Peredaran narkoba di Jatim adalah yang terbesar ke dua dengan prefelensi mencapai 2,2 juta dari jumlah penduduk yang mencapai 40 juta jiwa. Peredarannya tidak hanya menyasar orang dewasa melainkan juga pada anak-anak. Dari sisi kewilayahan, narkoba juga tak hanya merambah perkotaan melainkan juga sampai ke pedesaan. “Ada sekitar 150an jenis narkoba yang beredar di Jatim. Selain itu, ada juga 50an jenis narkoba baru yang belum masuk ketentuan.
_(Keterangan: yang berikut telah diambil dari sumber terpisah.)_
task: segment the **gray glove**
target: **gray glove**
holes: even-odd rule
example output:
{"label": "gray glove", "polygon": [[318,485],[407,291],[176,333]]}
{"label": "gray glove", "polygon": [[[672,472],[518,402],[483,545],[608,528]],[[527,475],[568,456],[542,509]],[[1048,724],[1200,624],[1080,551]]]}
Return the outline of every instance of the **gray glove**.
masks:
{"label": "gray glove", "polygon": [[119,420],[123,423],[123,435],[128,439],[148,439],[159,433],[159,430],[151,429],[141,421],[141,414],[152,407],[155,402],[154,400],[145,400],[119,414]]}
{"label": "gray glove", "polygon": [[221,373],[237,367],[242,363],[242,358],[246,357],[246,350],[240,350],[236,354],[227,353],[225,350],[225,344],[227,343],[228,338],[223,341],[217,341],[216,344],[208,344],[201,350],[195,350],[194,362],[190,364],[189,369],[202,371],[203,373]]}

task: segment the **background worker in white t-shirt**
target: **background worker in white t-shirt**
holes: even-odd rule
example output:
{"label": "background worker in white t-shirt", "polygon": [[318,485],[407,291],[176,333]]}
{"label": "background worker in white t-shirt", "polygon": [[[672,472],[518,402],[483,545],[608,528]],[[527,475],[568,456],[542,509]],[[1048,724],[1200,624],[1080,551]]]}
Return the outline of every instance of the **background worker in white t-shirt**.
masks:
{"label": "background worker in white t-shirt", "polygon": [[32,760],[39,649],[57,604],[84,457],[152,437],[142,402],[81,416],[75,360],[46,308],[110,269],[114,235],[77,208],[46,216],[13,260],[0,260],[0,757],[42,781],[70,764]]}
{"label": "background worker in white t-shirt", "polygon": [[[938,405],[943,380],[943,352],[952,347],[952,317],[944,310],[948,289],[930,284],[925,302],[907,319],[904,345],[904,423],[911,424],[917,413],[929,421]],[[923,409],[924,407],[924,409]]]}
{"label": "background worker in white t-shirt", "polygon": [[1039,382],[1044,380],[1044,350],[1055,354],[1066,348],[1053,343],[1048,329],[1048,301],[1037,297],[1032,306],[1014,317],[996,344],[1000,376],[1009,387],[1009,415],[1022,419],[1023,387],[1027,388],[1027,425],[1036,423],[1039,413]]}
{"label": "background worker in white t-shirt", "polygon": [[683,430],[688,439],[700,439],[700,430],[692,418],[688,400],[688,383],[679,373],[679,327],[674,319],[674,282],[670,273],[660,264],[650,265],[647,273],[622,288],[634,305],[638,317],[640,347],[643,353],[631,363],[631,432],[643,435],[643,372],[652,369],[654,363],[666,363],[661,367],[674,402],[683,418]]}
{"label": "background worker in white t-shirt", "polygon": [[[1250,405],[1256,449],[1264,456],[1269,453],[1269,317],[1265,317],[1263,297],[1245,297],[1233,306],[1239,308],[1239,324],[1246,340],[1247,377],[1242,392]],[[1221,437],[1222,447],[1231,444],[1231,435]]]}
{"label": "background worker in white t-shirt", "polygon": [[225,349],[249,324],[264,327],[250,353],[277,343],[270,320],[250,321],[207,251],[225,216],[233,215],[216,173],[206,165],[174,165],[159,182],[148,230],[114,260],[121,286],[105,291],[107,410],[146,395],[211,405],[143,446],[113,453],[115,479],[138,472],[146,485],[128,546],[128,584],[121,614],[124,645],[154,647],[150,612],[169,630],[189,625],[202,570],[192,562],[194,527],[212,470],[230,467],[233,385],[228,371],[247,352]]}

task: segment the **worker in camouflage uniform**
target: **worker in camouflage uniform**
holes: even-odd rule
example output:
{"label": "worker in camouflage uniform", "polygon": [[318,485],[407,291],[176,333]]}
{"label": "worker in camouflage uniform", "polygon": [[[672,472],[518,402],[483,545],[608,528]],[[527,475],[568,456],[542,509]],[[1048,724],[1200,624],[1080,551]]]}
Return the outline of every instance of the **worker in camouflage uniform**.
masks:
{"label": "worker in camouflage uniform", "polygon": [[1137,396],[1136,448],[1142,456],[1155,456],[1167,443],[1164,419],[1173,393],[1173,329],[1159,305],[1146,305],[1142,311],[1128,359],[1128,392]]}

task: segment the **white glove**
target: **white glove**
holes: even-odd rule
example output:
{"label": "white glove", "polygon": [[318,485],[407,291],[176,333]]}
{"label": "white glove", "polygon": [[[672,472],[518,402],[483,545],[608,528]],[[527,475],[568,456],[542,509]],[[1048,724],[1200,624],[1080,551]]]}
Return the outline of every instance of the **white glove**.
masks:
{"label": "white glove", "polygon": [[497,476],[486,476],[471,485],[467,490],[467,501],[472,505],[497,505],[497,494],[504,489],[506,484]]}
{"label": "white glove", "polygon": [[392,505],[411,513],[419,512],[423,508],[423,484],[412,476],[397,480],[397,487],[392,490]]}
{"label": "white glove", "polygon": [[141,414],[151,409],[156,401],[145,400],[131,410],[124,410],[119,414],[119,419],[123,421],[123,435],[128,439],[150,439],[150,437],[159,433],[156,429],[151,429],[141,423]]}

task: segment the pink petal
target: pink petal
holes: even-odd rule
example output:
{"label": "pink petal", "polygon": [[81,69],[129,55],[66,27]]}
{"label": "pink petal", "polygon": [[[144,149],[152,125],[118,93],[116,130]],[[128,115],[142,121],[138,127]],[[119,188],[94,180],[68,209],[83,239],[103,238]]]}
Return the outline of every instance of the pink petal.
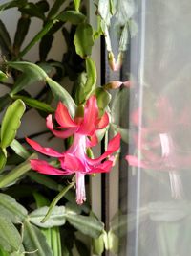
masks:
{"label": "pink petal", "polygon": [[96,159],[90,159],[87,157],[87,161],[89,164],[98,164],[102,160],[104,160],[107,156],[111,155],[115,151],[117,151],[120,147],[120,134],[117,134],[108,144],[108,150],[105,151],[100,157]]}
{"label": "pink petal", "polygon": [[91,96],[86,103],[84,109],[84,120],[78,133],[92,136],[96,130],[96,122],[98,118],[98,107],[96,96]]}
{"label": "pink petal", "polygon": [[108,144],[109,151],[117,151],[120,148],[120,134],[117,134]]}
{"label": "pink petal", "polygon": [[72,153],[65,153],[64,157],[59,159],[61,167],[70,172],[85,173],[85,166],[82,162]]}
{"label": "pink petal", "polygon": [[55,119],[62,128],[76,128],[77,125],[72,119],[67,107],[61,103],[58,103],[55,110]]}
{"label": "pink petal", "polygon": [[103,116],[100,118],[100,120],[98,121],[98,124],[96,125],[96,128],[104,128],[108,126],[109,124],[109,116],[108,116],[108,113],[105,112],[103,114]]}
{"label": "pink petal", "polygon": [[54,168],[53,166],[48,164],[46,161],[42,160],[30,160],[32,169],[37,171],[40,174],[50,175],[71,175],[70,172],[65,172]]}
{"label": "pink petal", "polygon": [[76,173],[76,203],[82,204],[86,200],[85,175]]}
{"label": "pink petal", "polygon": [[53,157],[62,157],[63,154],[55,151],[52,148],[43,148],[40,144],[37,142],[31,140],[29,138],[26,138],[26,141],[36,151],[39,151],[43,154],[49,155],[49,156],[53,156]]}
{"label": "pink petal", "polygon": [[88,172],[88,174],[91,175],[96,173],[109,173],[112,166],[113,166],[113,161],[107,160],[104,163],[99,164],[96,168],[92,168],[92,170]]}
{"label": "pink petal", "polygon": [[95,147],[98,143],[97,137],[96,134],[91,136],[90,138],[87,139],[86,146],[88,148]]}
{"label": "pink petal", "polygon": [[47,128],[53,133],[53,135],[55,135],[58,138],[62,138],[62,139],[66,139],[66,138],[72,136],[76,130],[76,128],[68,128],[66,130],[53,129],[52,115],[48,115],[48,117],[46,119],[46,124],[47,124]]}

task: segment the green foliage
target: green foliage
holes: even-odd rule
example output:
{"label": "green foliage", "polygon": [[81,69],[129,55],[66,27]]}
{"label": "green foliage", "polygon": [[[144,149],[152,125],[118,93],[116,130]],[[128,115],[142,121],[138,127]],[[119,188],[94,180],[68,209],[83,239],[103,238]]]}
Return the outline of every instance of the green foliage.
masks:
{"label": "green foliage", "polygon": [[94,45],[93,33],[93,28],[88,23],[82,23],[77,26],[74,43],[75,45],[76,53],[82,58],[91,56]]}
{"label": "green foliage", "polygon": [[[49,6],[46,0],[35,3],[13,0],[0,5],[0,13],[7,10],[9,14],[11,8],[16,8],[19,12],[13,36],[3,19],[0,20],[0,50],[3,55],[0,81],[7,88],[6,94],[0,97],[0,111],[6,109],[0,130],[2,256],[24,256],[25,253],[73,256],[74,246],[79,255],[84,256],[89,255],[91,250],[90,244],[87,246],[82,242],[84,236],[94,241],[99,241],[103,234],[107,237],[104,224],[90,214],[89,203],[76,205],[74,190],[71,189],[74,183],[69,183],[71,176],[53,177],[31,171],[30,160],[38,156],[31,154],[25,137],[35,138],[47,133],[51,143],[51,133],[46,127],[37,133],[31,134],[25,129],[18,133],[20,126],[23,128],[26,124],[25,117],[31,118],[32,112],[39,118],[48,114],[53,114],[54,118],[55,105],[59,101],[65,104],[74,118],[93,94],[97,99],[99,117],[106,109],[110,111],[111,94],[102,87],[96,87],[96,66],[91,55],[96,38],[102,31],[107,31],[116,7],[112,6],[112,1],[106,4],[100,1],[98,7],[102,6],[102,12],[99,14],[104,22],[100,26],[102,31],[96,32],[88,23],[82,2],[55,0]],[[38,19],[40,23],[38,32],[30,39],[32,19]],[[135,27],[133,25],[132,28]],[[122,51],[127,44],[125,33],[129,28],[123,33]],[[66,52],[60,49],[62,60],[59,61],[54,57],[50,59],[50,51],[58,31],[62,32],[63,43],[67,45]],[[32,63],[26,59],[34,45],[39,48],[39,58]],[[63,82],[68,80],[70,85]],[[32,92],[33,89],[34,93]],[[33,120],[30,122],[30,126],[36,126]],[[105,131],[97,131],[98,141]],[[88,149],[88,154],[94,156],[92,149]],[[51,163],[59,168],[56,161]],[[82,240],[79,240],[78,233]],[[103,238],[99,248],[96,246],[97,254],[106,247]]]}
{"label": "green foliage", "polygon": [[21,117],[25,112],[25,105],[21,100],[16,100],[11,104],[2,121],[1,125],[1,148],[5,149],[14,139],[17,129],[21,125]]}
{"label": "green foliage", "polygon": [[28,221],[24,222],[23,244],[27,251],[33,251],[36,256],[53,256],[45,236]]}

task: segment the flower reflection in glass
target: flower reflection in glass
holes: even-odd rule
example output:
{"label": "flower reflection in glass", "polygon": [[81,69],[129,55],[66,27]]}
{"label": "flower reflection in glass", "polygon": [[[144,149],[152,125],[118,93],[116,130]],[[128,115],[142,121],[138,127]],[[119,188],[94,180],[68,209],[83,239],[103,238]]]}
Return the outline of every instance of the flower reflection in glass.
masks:
{"label": "flower reflection in glass", "polygon": [[[139,128],[134,134],[134,142],[139,156],[127,155],[126,160],[130,166],[142,169],[168,171],[172,197],[182,197],[183,189],[178,170],[191,167],[191,153],[181,150],[178,141],[180,128],[191,125],[188,109],[180,109],[180,115],[175,115],[167,98],[159,98],[156,104],[154,115],[145,118],[142,109],[137,109],[132,113],[132,123]],[[140,116],[143,120],[140,122]]]}
{"label": "flower reflection in glass", "polygon": [[84,107],[84,115],[72,118],[67,107],[59,103],[55,111],[55,120],[59,127],[53,128],[53,116],[47,117],[48,128],[62,139],[74,135],[73,143],[64,152],[58,152],[52,148],[44,148],[37,142],[27,138],[27,142],[37,151],[48,156],[56,157],[60,163],[57,169],[44,160],[31,160],[33,170],[53,175],[68,175],[75,174],[76,202],[82,204],[86,200],[85,175],[108,173],[114,165],[112,154],[119,149],[120,135],[117,134],[108,144],[107,151],[98,158],[91,159],[87,156],[87,148],[96,146],[98,142],[96,131],[106,128],[109,124],[107,112],[101,118],[96,96],[91,96]]}

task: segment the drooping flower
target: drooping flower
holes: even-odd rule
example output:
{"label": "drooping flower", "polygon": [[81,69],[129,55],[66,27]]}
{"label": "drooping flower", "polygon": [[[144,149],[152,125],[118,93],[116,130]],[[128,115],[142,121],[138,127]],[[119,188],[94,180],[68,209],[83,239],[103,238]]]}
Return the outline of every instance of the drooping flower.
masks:
{"label": "drooping flower", "polygon": [[[159,98],[155,115],[144,117],[138,131],[134,134],[134,141],[139,151],[139,156],[127,155],[130,166],[142,169],[169,172],[173,198],[183,194],[182,184],[178,170],[191,167],[191,153],[180,149],[178,141],[180,128],[191,126],[188,109],[181,109],[176,116],[167,98]],[[138,127],[141,109],[132,113],[132,123]]]}
{"label": "drooping flower", "polygon": [[[58,159],[60,169],[43,160],[31,160],[32,168],[41,174],[68,175],[75,174],[76,202],[82,204],[86,200],[85,175],[110,172],[114,165],[112,154],[119,149],[120,135],[116,135],[108,144],[107,151],[98,158],[87,156],[87,148],[97,144],[96,130],[104,128],[109,123],[107,112],[99,118],[96,96],[90,97],[84,107],[84,115],[72,118],[67,107],[59,103],[55,111],[55,120],[59,127],[54,129],[53,116],[47,117],[48,128],[59,138],[74,135],[71,147],[64,152],[57,152],[52,148],[43,148],[37,142],[27,138],[27,142],[37,151]],[[107,159],[106,159],[107,158]],[[104,161],[105,160],[105,161]]]}

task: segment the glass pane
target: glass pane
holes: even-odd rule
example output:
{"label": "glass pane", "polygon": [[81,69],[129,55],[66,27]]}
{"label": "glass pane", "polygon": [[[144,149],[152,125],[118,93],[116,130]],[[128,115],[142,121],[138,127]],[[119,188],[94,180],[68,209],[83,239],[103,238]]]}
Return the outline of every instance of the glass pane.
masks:
{"label": "glass pane", "polygon": [[120,101],[121,127],[129,126],[120,156],[120,256],[191,253],[190,13],[190,0],[135,1],[130,100],[126,89]]}

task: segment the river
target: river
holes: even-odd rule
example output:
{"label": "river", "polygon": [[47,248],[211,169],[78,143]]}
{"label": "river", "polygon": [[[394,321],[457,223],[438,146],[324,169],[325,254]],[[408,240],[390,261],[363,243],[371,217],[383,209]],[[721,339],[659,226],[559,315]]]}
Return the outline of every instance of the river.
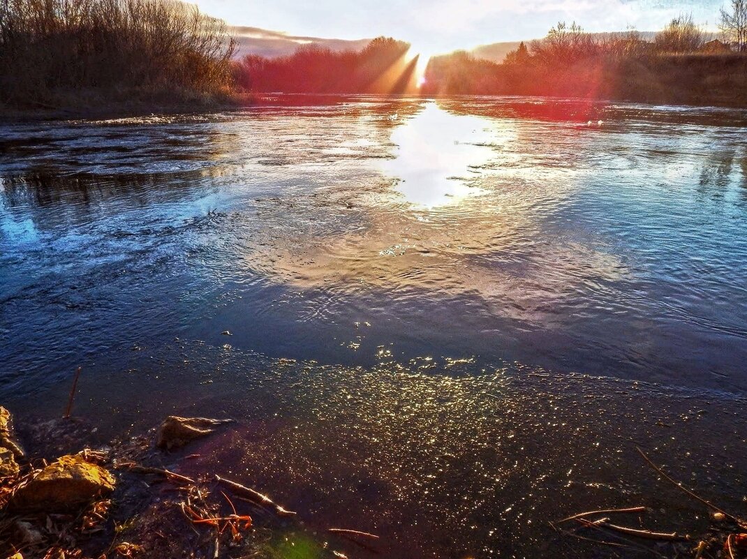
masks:
{"label": "river", "polygon": [[1,125],[0,402],[54,416],[80,366],[102,440],[234,417],[195,467],[387,557],[575,556],[547,521],[596,507],[695,529],[635,446],[744,510],[746,130],[366,96]]}

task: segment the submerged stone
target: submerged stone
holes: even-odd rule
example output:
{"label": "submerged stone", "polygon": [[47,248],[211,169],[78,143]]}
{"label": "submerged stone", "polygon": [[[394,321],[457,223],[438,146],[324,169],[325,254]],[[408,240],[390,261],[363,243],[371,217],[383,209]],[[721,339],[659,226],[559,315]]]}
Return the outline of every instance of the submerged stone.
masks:
{"label": "submerged stone", "polygon": [[111,493],[114,476],[82,456],[63,456],[19,489],[11,505],[16,509],[64,510]]}
{"label": "submerged stone", "polygon": [[19,471],[16,455],[8,449],[0,447],[0,478],[12,478],[18,475]]}
{"label": "submerged stone", "polygon": [[16,458],[24,456],[23,449],[13,437],[13,416],[2,406],[0,406],[0,449],[10,450]]}
{"label": "submerged stone", "polygon": [[205,417],[179,417],[169,416],[158,428],[156,446],[172,449],[184,446],[190,441],[208,435],[219,425],[231,423],[233,419],[208,419]]}

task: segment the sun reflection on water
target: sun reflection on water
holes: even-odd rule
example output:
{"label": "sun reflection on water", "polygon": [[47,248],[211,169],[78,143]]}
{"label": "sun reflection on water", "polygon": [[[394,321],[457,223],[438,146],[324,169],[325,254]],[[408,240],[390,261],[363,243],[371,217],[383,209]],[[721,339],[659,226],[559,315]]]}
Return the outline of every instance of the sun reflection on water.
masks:
{"label": "sun reflection on water", "polygon": [[474,184],[495,155],[483,119],[447,113],[429,103],[391,141],[396,157],[382,165],[408,202],[427,207],[454,204],[484,193]]}

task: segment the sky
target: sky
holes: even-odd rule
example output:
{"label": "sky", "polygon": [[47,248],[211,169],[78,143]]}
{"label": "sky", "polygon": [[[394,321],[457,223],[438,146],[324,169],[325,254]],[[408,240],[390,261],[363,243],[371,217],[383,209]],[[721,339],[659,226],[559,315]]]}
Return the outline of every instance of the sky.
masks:
{"label": "sky", "polygon": [[[194,1],[195,0],[192,0]],[[234,25],[335,39],[379,35],[425,54],[544,37],[559,21],[589,32],[657,31],[691,13],[715,29],[722,0],[196,0]]]}

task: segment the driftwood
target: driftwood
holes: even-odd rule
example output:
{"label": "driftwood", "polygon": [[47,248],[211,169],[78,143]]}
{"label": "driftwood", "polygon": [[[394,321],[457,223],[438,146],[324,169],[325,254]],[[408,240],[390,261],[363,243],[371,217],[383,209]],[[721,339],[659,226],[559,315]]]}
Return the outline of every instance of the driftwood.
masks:
{"label": "driftwood", "polygon": [[161,469],[161,468],[152,468],[149,466],[140,466],[138,464],[123,464],[120,466],[120,468],[125,468],[130,472],[134,472],[139,474],[155,474],[157,475],[163,475],[172,480],[176,480],[177,481],[182,481],[182,483],[189,484],[190,485],[195,485],[196,482],[191,478],[187,478],[186,475],[182,475],[181,474],[174,473],[168,469]]}
{"label": "driftwood", "polygon": [[370,537],[372,540],[379,539],[379,537],[375,534],[362,532],[358,530],[346,530],[342,528],[328,528],[327,531],[331,532],[332,534],[341,534],[344,536],[360,536],[362,537]]}
{"label": "driftwood", "polygon": [[293,512],[292,510],[288,510],[285,508],[283,508],[279,505],[273,501],[271,499],[270,499],[270,497],[268,497],[267,495],[262,495],[258,491],[255,491],[253,489],[249,489],[245,485],[241,485],[241,484],[238,484],[235,481],[232,481],[229,479],[221,478],[220,475],[216,475],[215,479],[217,480],[219,483],[222,483],[226,487],[230,487],[236,493],[248,496],[249,499],[252,502],[275,509],[275,512],[281,516],[292,516],[296,514],[296,513]]}
{"label": "driftwood", "polygon": [[672,532],[671,534],[652,532],[650,530],[639,530],[634,528],[618,526],[615,524],[610,524],[607,521],[598,522],[597,525],[610,530],[614,530],[615,531],[620,532],[621,534],[627,534],[628,536],[636,536],[636,537],[642,537],[646,540],[666,540],[669,541],[677,541],[679,540],[688,539],[686,536],[681,536],[676,532]]}
{"label": "driftwood", "polygon": [[69,419],[70,411],[72,410],[72,400],[75,397],[75,389],[78,387],[78,378],[81,375],[83,367],[78,367],[75,370],[75,376],[72,379],[72,387],[70,388],[70,396],[67,400],[67,407],[65,409],[65,415],[62,417],[64,419]]}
Pasuruan yang dipetakan oleh BNN Provinsi Jawa Timur masuk sebagai zona merah peredaran gelap narkotika mendapat ranking urutan nomor 5 se Provinsi Jawa Timur, cukup memprihatinkan, dinilai sebagai daerah yang rawan membuat pengusulan pembentukan BNN di Kabupaten Pasuruan sebagai BNNK ke 16 di Provinsi Jawa Timur direalisasikan.
BNN Kabupaten Pasuruan merupakan organisasi vertikal dari pusat yang membawahi langsung BNN Pusat, dibentuk melalui surat edaran Kementrian Pendayagunaan Aparatur Negara dan Reformai Birokrasi Republik Indonesia nomor B/42/M.KT.01/2017 perihal pembentukan 1 (satu) Badan Narkotika Nasional Provinsi dan 7 (tujuh) Badan Narkotika Nasional Kabupaten/Kota. Tertanggal 30 Januari 2017, dan diresmikan langsung pada tanggal 26 Juli Tahun 2017 oleh Kepala Badan Narkotika Nasional Provinsi Jawa Timur Brigjen Fatkhur Rakhman beserta Bupati Pasuruan Irsyad, disediakan lahan oleh Pemda Kabupaten Pasuruan di Bangil, namun untuk sementara kegiatan operasional dipinjamkan gedung eks dinas perindustrian kabupaten Pasuruan di Jalan Veteran no. 5 Kecamatan Panggungrejo Kota Pasuruan.
BNN Kabupaten Pasuruan dalam fungsi operasionalnya dipimpin oleh seorang Kepala BNN, dan dibantu oleh Kasubag Umum, serta tiga seksi yang membidangi masing – masing sebagai perwakilan dari deputi bidang di BNN Pusat, diantaranya adalah seksi pencegahan dan pemberdayaan masyarakat dibawah deputi bidang pencegahan dan deputi bidang pemberdayaan masyarakat, seksi rehabilitasi dibawah deputi bidang rehabilitasi, dan seksi pemberantasan dibawah deputi bidang pemberantasan sementara deputi bidang hukum dan kerjasama belum memiliki perwakilan resmi di tingkat BNNK.